En realidad, los 17 años que han pasado desde que las fuerzas democráticas unidas pusieron fin, mediante el voto popular, a la primera dictadura sandinista, son poco tiempo para olvidar todas las calamidades que se sufrieron en aquel entonces. A las grandes masas de pobres de Venezuela, Bolivia y Ecuador, las pueden engañar con el cuento de que a cambio de sacrificar la libertad y la democracia el socialismo —del siglo 21 o de cualquiera otra época— las sacará de la pobreza y los va a hacer felices; y pueden creer que bajo los regímenes de Chávez, Morales y Correa van a correr los ríos de leche y miel. Pero en Nicaragua nadie puede olvidar que durante la primera dictadura socialista de Daniel Ortega, se perdió la libertad y no hubo democracia; y que lo que corrió fue torrentes de llanto y de sangre derramados por un pueblo que en aquella ocasión fue engañado y traicionado, pero que ahora difícilmente dejará que otra vez lo engañen y traicionen.
Sin embargo, hay que estar claros de que el nuevo impulso dictatorial de Daniel Ortega no se va a detener por sí mismo; hay que detenerlo y derrotarlo y esta vez debe ser para siempre.
Ahora bien, si fue por la traición de Arnoldo Alemán a la democracia que Daniel Ortega pudo ganar la Presidencia de la República, es lógico que también se debe culpar a Alemán porque ahora Ortega está pasando por encima de la ley, atropellando inclusive a algunos de sus propios ministros, tratando de crear las condiciones necesarias para —mediante otra reforma constitucional espuria que espera le facilite el caudillo del PLC— poder imponer legalmente su república de consejos.

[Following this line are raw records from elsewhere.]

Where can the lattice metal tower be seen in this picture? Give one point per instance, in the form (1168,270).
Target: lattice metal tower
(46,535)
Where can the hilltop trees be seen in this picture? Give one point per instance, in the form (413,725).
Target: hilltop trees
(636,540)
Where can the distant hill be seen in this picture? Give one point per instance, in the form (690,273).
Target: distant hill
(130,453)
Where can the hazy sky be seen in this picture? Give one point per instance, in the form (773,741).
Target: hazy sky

De modo que es absurdo que Alemán participe en la unidad para salvar la democracia, y mucho menos que la encabece
Unidos, el PLC, ALN y el MRS tienen 51 votos en la Asamblea Nacional, cuatro más que los necesarios para asumir el control de la agenda legislativa y la conducción del Parlamento, así como para frenar el ímpetu autoritario de Daniel Ortega, quien se aprovecha de la desunión de las fuerzas democráticas.
Juntos, los tres partidos de oposición no pueden reformar la Constitución pero sí pueden impedir que se reforme en provecho de Ortega, siempre y cuando ni el PLC ni la ALN le den al FSLN los votos que necesita para reformarla e imponer la dictadura enmascarada en una tal república de los consejos.
Juntos, esos tres partidos democráticos podrían derrotar al FSLN orteguista en las elecciones municipales del próximo año y ganar las nacionales del 2011, y de esa manera recuperar el poder para una nueva democracia renovada y fortalecida.
Lo único que hace falta es que las fuerzas sanas del PLC —que seguramente las hay— liberen a su partido de la hegemonía de Arnoldo Alemán y participen en la gran unidad democrática para la salvación de Nicaragua. Lo único que hace falta es que tengan valor cívico para hacerlo.